Karben. Die alte Dame mit dem silbergrauen Haar studiert die Liedertexte auf dem Tisch vor sich, blickt hoch und ihre Augen wandern. Ringsum an der langen Tischreihe wird fröhlich gesungen, Arme werden geschwenkt und die Schultern bewegt. Doch die Seniorin stimmt nicht mit ein und auch ihre Gesichtszüge bleiben merkwürdig unbewegt.
Der ASB-Pflegedienst hat zum offenen Café-Nachmittag für Demenzkranke, Familienangehörige und Betreuer in das Altenzentrum Karben eingeladen und Herta Müller (Name von der Redaktion geändert) ist zum ersten Mal da. Neue Umgebung, neue Gesichter, das ist anstrengend für die alte Dame und man merkt es ihr an. Doch sie ist nicht alleine gekommen, begleitet wird sie von ihrer Betreuerin Birgit Jökel. Beide wollen den offenen Café-Nachmittag nutzen, um den Ablauf einer Betreuungsgruppe für Demenkranke kennen zu lernen.
In Karben und in Nidderau bietet der ASB seit zwei Jahren solche Gruppen an. Für eine individuelle Betreuung sorgen ehrenamtliche Kräfte, vorbereitet und begleitet wird der wöchentliche Gruppennachmittag von Ursula Wiesner. Sie ist Krankenschwester mit gerontopsychiatrischer Zusatzausbildung und Beauftragte des ASB für Demenzkranke.
„Mit Singen erreichen wir alle Betroffenen, selbst wenn schon viele andere Fähigkeiten verloren gegangen sind“, sagt Ursula Wiesner. Ihr fröhliches Lachen ist ansteckend und sie hört genau hin, wenn einer aus der Gruppe einen Liedwunsch äußert.

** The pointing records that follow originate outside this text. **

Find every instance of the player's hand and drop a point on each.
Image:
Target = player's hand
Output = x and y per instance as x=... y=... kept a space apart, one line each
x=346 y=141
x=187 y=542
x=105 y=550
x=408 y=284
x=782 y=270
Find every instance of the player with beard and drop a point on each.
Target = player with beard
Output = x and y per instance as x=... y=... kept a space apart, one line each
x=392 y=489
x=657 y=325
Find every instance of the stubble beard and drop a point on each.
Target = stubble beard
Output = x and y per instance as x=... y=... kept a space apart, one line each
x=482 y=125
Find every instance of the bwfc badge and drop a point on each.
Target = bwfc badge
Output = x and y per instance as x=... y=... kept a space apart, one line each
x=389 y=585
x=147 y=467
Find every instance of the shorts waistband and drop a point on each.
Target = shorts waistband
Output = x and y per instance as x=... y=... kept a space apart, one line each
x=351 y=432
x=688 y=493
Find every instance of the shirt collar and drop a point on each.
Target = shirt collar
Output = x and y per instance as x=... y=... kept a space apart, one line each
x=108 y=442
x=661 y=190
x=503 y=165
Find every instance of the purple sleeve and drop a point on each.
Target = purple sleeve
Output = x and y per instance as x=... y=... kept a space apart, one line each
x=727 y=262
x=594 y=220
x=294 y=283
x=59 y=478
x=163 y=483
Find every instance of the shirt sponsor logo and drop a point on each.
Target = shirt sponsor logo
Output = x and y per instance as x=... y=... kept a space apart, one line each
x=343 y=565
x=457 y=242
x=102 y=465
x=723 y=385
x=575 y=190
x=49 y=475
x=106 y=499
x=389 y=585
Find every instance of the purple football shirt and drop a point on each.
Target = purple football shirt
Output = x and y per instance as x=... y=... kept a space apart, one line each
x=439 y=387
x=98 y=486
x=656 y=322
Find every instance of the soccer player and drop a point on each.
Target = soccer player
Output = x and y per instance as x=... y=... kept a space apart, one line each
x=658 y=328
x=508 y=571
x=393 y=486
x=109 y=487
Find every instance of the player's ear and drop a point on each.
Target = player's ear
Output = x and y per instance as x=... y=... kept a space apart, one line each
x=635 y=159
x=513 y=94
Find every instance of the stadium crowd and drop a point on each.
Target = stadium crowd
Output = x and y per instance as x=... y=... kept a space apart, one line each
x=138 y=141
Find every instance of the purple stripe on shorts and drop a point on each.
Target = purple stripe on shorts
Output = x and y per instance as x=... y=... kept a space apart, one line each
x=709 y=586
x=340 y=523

Nach „Das Wandern ist des Müllers Lust“, geht es mit „Der Mai ist gekommen“ weiter und ein Volkslied nach dem anderen wird gesungen. Die Gesichter strahlen, die Körper schwingen im Rhythmus mit und alle sind mit Begeisterung dabei. Selbst über Herta Müllers Gesicht huscht ab und zu ein Lächeln. Sie singt zwar immer noch nicht, aber ihre Finger fangen an zu zucken und zum Schluss klopft sie mit einer Hand den Rhythmus mit.
Für Ursula Wiesner ist das keine Überraschung. „Unsere ganze Betreuung zielt auf die Gefühlsebene ab, das funktioniert immer, selbst wenn die Krankheit ihnen schon viele Fähigkeiten geraubt hat“, sagt sie. Die alten Leute hätten die Volkslieder in der Schule gelernt und was so früh im Gedächtnis abgespeichert wurde, bleibe am längsten erhalten. Demenz ist eine Krankheit, die schleichend kommt und mit dem Verlust vieler Fähigkeiten endet. „Demenzkranke finden den Heimweg nicht mehr, vergessen den Herd auszustellen, wiederholen sich in Gesprächen und werden unfähig, selbstständig den Tagesablauf zu bewältigen“, erklärt Wiesner. Die Betreuungsnachmittage dienten dazu, Demenzkranke aus der Isolation zu holen, an vorhandenen Fähigkeiten anzuknüpfen und die betreuenden Verwandten zu entlasten.
Bei den Gruppennachmittagen werden Lieder gesungen, Bastelarbeiten angefertigt, Gedichte vorgelesen und Gedächtnis- oder Gesellschaftsspiele ausprobiert. „Mensch ärgere dich nicht“ ist sehr beliebt, aber auch Bingo. Mit dem unterhaltsamen Spiel um die richtigen Zahlen schließt auch der offene Café-Nachmittag im ASB-Altenzentrum ab.